Unblocked teams & helped to enable further launches towards company’s primary objective.
Laying the groundwork for a unified people experience
When Justworks set its sights on moving from a collection of products to a seamless service experience, the first domino to fall was navigation. A new global nav would reshape how customers moved through the platform—but only if the spaces it connected felt unified.
The People space, the company-wide directory, existed in four different forms across four different products. Bringing it together into one cohesive experience wasn’t just housekeeping—it was the key to unlocking the new navigation and laying the foundation for a truly connected Justworks.
ASO
PEO
EOR & ICP (shows inside the PEO)
Uncovering the landscape
Before we could design a unified People space, we needed to understand the terrain we were working with. I conducted an audit of all four existing products. One known quantity was the products pulled their data from four+ different databases. This revealed more than just fragmented databases; it exposed usability gaps and UI inconsistencies.
By creating visual artifacts that mapped these differences, I was able to make risks tangible, highlight dependencies, and spark alignment on what needed to change and what was technically feasible in short increments. These artifacts became a shared reference point for tackling challenges like information hierarchy, prioritizing feature consolidation, and shared understanding of technical limitations based on the systems or other team dependencies.
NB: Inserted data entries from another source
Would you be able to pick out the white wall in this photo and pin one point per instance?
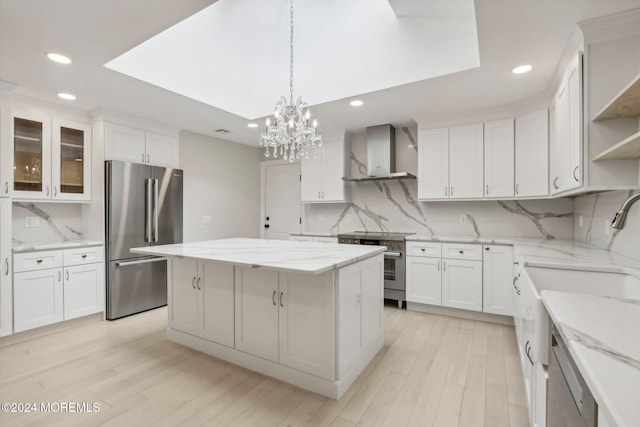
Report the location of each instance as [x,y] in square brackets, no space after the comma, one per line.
[221,180]
[597,211]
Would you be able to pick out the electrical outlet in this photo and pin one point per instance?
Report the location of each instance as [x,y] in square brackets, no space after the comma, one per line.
[32,221]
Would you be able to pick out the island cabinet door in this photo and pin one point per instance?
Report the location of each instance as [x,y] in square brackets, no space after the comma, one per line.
[256,302]
[183,296]
[306,323]
[215,303]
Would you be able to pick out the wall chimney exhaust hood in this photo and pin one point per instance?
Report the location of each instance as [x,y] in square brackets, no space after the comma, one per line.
[381,156]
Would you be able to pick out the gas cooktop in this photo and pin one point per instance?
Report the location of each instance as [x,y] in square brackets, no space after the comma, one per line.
[377,235]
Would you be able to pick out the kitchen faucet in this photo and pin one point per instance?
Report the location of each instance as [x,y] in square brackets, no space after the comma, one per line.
[621,215]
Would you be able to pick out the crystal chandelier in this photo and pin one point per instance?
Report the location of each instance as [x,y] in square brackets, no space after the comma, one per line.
[290,135]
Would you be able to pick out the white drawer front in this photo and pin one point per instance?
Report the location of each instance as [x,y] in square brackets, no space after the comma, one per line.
[84,255]
[462,251]
[425,249]
[29,261]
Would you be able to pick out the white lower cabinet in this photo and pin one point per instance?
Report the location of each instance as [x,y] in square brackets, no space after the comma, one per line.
[424,273]
[286,318]
[202,297]
[37,298]
[56,285]
[462,284]
[497,275]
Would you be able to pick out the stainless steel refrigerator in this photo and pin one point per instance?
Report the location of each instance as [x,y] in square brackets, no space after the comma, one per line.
[143,208]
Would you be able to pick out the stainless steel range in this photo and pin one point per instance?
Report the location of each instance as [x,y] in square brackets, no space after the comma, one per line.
[394,261]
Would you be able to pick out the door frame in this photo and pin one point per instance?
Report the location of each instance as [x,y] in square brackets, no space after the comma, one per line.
[263,191]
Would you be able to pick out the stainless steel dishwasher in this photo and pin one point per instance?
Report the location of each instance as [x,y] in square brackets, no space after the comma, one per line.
[569,401]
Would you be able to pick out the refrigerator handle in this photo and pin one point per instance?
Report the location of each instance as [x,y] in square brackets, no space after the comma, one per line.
[155,210]
[147,210]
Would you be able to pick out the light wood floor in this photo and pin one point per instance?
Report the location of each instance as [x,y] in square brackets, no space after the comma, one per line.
[433,370]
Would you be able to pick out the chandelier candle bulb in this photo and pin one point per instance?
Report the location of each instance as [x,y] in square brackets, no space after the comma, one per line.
[290,133]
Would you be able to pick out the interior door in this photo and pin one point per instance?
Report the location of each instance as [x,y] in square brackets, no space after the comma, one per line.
[282,200]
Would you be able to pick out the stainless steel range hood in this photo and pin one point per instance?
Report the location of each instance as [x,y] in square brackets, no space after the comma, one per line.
[381,156]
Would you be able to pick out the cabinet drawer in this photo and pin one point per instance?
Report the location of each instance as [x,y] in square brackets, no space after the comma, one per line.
[29,261]
[462,251]
[426,249]
[84,255]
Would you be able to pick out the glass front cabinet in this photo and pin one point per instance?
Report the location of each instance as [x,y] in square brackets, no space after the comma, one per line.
[51,158]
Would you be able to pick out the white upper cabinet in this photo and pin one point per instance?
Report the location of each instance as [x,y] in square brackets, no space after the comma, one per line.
[532,154]
[31,155]
[499,160]
[140,146]
[6,264]
[71,156]
[450,162]
[433,163]
[466,176]
[321,174]
[51,158]
[124,143]
[566,131]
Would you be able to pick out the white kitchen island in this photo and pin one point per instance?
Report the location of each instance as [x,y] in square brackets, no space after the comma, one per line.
[307,313]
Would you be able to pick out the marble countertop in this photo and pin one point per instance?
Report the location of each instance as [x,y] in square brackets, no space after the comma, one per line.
[281,255]
[556,253]
[44,246]
[605,348]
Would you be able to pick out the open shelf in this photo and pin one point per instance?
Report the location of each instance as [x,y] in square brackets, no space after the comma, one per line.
[625,104]
[624,150]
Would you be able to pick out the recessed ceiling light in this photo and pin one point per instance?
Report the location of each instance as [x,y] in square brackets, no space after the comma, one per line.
[67,96]
[59,58]
[522,69]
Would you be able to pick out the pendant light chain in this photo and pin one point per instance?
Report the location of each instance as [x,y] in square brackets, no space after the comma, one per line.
[292,134]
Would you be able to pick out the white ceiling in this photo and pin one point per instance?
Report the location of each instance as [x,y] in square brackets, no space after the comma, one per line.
[94,32]
[239,61]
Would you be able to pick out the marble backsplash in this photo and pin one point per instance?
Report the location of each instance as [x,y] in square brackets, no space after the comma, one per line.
[593,215]
[58,222]
[393,206]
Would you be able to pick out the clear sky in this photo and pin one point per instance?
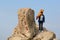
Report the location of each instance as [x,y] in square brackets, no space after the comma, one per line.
[9,17]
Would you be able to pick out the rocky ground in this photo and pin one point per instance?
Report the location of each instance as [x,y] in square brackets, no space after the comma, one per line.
[27,29]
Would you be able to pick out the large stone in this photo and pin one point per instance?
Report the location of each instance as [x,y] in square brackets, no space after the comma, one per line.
[27,29]
[26,24]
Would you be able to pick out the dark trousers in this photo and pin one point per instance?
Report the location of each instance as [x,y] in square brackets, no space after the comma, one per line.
[40,26]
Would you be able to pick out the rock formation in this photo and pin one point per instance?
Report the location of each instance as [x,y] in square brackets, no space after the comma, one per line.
[27,29]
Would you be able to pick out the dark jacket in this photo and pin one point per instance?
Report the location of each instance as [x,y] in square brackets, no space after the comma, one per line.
[41,19]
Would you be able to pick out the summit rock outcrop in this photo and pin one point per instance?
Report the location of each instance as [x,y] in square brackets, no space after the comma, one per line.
[26,28]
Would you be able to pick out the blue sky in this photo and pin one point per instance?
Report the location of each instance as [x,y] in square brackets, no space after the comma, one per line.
[9,17]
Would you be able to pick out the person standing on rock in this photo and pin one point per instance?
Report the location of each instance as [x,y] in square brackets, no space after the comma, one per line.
[41,19]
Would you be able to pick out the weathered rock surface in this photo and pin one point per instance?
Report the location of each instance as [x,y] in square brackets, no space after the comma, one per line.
[27,29]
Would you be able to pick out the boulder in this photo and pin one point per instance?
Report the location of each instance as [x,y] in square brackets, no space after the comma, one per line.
[27,29]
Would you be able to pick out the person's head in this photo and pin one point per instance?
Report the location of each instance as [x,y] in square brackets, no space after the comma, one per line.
[41,11]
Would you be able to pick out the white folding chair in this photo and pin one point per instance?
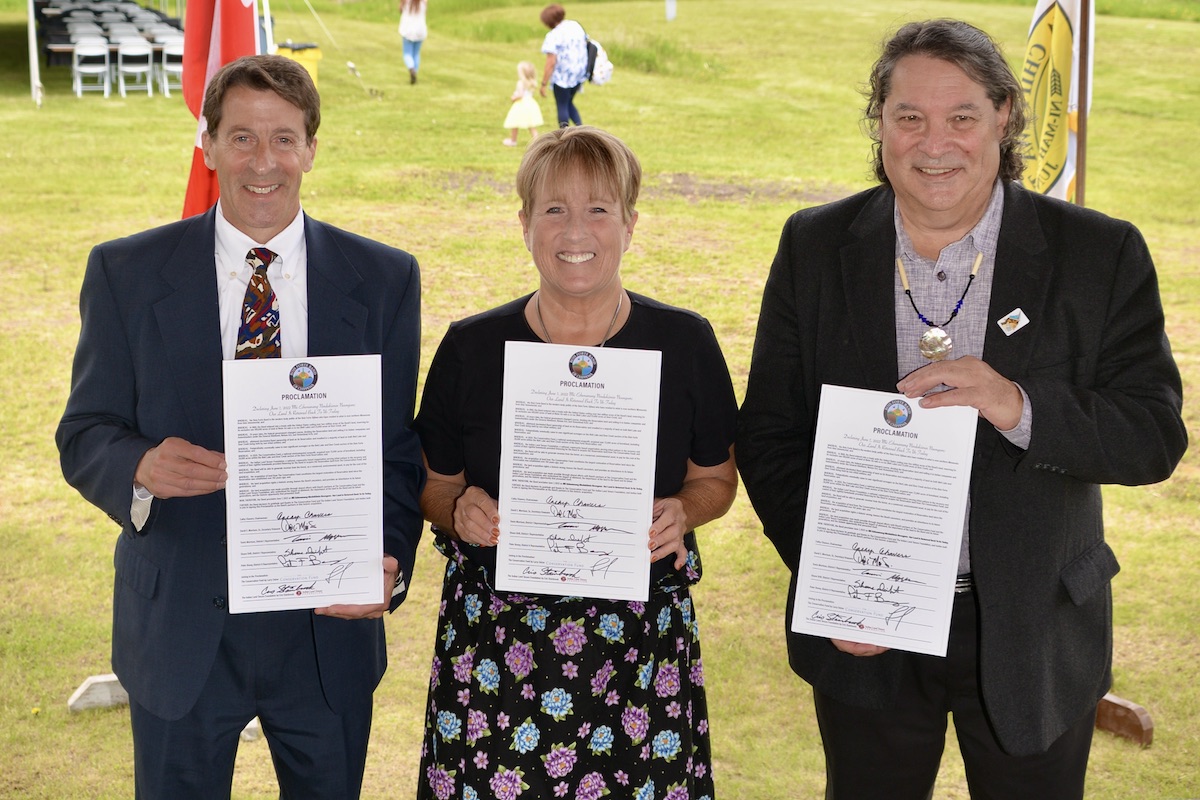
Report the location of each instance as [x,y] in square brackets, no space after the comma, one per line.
[135,59]
[90,68]
[171,67]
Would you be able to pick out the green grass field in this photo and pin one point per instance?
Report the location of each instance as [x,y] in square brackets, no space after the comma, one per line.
[741,113]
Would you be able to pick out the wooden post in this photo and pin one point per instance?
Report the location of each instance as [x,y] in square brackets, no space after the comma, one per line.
[1125,719]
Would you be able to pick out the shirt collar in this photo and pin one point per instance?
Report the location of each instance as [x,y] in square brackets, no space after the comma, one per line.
[232,245]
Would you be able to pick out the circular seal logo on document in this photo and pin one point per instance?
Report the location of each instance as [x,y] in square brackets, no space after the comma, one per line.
[898,414]
[303,377]
[583,365]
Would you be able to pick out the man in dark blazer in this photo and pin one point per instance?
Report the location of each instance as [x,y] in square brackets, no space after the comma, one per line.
[1059,342]
[142,439]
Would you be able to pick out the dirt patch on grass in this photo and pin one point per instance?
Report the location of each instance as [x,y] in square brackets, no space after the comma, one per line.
[678,185]
[695,190]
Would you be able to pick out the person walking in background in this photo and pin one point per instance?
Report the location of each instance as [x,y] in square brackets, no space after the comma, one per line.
[142,439]
[525,112]
[1081,392]
[567,61]
[413,30]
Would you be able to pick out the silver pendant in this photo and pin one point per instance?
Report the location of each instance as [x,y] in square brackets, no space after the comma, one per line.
[935,344]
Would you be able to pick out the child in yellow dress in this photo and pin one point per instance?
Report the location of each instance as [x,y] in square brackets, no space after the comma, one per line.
[525,112]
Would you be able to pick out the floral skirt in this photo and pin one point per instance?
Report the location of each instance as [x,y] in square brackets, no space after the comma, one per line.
[540,697]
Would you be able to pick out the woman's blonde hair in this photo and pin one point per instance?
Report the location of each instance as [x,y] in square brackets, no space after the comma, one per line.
[604,160]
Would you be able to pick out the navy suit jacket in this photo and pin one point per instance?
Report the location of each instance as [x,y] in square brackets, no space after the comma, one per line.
[1105,396]
[149,366]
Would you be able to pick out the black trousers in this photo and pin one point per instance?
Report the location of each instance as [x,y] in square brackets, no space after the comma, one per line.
[894,753]
[265,667]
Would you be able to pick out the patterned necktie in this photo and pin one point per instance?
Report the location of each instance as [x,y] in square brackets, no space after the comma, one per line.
[258,337]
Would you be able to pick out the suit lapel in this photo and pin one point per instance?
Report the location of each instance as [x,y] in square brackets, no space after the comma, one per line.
[336,320]
[868,281]
[1019,281]
[190,320]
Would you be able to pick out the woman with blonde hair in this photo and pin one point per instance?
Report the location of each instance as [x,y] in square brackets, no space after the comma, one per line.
[413,30]
[539,695]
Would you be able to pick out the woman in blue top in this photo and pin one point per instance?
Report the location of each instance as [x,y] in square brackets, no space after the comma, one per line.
[567,61]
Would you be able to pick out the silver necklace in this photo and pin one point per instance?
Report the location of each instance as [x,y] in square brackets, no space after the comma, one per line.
[935,343]
[537,305]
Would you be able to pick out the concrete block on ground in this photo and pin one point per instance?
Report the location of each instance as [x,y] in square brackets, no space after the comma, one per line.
[99,692]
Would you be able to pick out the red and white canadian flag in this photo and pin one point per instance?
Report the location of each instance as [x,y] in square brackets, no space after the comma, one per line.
[215,32]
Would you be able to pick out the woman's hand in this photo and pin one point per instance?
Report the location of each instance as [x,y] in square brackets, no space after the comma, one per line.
[667,529]
[858,648]
[477,517]
[462,511]
[706,494]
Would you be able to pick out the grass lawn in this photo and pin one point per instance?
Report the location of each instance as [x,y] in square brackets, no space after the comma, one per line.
[741,113]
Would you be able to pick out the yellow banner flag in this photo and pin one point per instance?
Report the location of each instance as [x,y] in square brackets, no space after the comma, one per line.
[1050,82]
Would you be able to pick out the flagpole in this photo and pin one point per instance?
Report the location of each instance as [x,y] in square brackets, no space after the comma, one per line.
[1085,36]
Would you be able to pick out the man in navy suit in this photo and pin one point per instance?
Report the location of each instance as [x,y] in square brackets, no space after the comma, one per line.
[142,439]
[1057,341]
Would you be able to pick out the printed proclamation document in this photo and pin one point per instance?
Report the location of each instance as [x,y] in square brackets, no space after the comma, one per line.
[883,522]
[304,501]
[580,440]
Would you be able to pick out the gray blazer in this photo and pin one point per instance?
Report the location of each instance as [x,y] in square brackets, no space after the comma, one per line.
[149,366]
[1105,395]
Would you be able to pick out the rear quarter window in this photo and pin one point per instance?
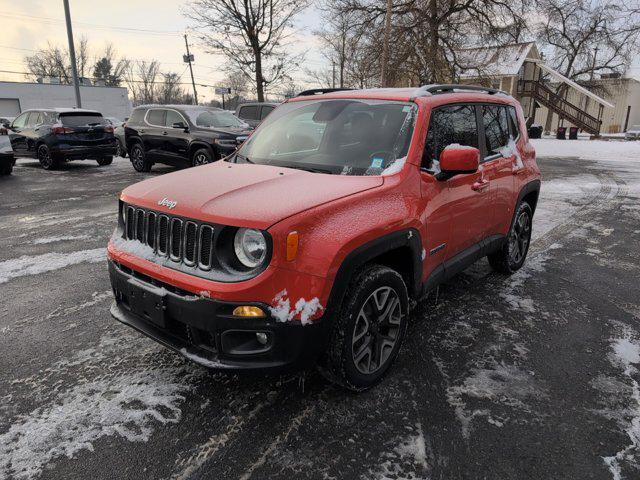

Seeing through the users’ eyes
Admins and employees see the People space through different lenses—so we asked them about it. In two rounds of research, we learned what each cared about most, from how they search for people to the details they want at a glance. A card sorting exercise helped us separate the “must-see-now” info for the People page from the deeper details that belong in a profile. These insights became the blueprint for balancing simplicity with depth across the experience.
Managers care about:
Employee's work location
What role they have
If they are a full-time employee, part-time employee, or contractor
If someone is out of office
Are they fully onboarded, still onboarding, or terminated
Employees care about:
What role they have
What department
If someone is out of office
From insight to iteration
Research insights shaped our early concepts, but iteration and alignment brought them to life. Weekly review sessions with product and engineering allowed us to present prototypes, gather feedback, and address technical constraints in real time. Visual change logs and clickable demos made progress transparent, sparked important follow-up conversations, and ensured every round of iteration moved us closer to a cohesive, technically feasible People experience.
Learning from launch
The first version of the unified People space successfully merged ASO and PEO experiences and rolled out to 100% of ASO customers. However, when expanded to 20% of PEO users, unexpected bugs forced a rollback. The root cause was traced to differences in databases and the adjustments PEO required to match ASO, highlighting the complexities of consolidating systems with uneven infrastructure.
This experience underscored the importance of anticipating backend dependencies and informed how we approached subsequent releases.